AssertionError: MoE not supported with Stage
The thing that makes me feel weird is that Hugging Face integrated DeepSpeed support MoE layer for ZeRO-3...
Hi @ranggihwang -- thank you for your interest in DeepSpeed and ZeRO-3.
We do have some rationale for why we only support ZeRO-Stage-2 and MoE together. I am happy to hear more about the model scale you are experimenting with but based on our experiments, we were able to train extremely large models already and as such did not need to go to ZeRO-3.
Also, thanks for pointing out HF support. Can you please point me to that and how you are using that?
I am the lead developer/support-person on the MoE line and I am happy to help you get the largest MoE model trained with DeepSpeed.
Hi, @awan-10
I just want to run inference on both models, Google/switch-transformer-XXL and Google/switch-transformer-c. The capacity of these models is more than 500GB.

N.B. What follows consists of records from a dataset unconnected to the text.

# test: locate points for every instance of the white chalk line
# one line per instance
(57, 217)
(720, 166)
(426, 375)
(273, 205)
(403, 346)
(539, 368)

Furthermore, to run smaller models, I think we need ZeRO-3 for MoE. With ZeRO-3, for example, we can run a 100GB MoE model with only one V100 GPU 32GB. Since not everyone has multiple GPUs, and it can also be helpful to minimize TCO, supporting ZeRO-3 for MoE would be great.
By the way, what is the rationale for supporting only ZeRO-2 for MoE?
I have the same question. I'm trying to use ZeRO stage 3 offload to NVMe to run a large MoE model. If "MoE not supported with Stage 3", it means we can't use ZeRO offload on MoE models. Right?
Hi @ranggihwang -- thank you for your interest in DeepSpeed and ZeRO-3.
We do have some rationale for why we only support ZeRO-Stage-2 and MoE together. I am happy to hear more about the model scale you are experimenting with but based on our experiments, we were able to train extremely large models already and as such did not need to go to ZeRO-3.
Also, thanks for pointing out HF support. Can you please point me to that and how you are using that?
I am the lead developer/support-person on the MoE line and I am happy to help you get the largest MoE model trained with DeepSpeed.
Can you tell me the maximum MoE model size with ZeRO-2?When I trained MoE model with total 14B params, I met Out of Memory. Or am I missing something about memory optimization?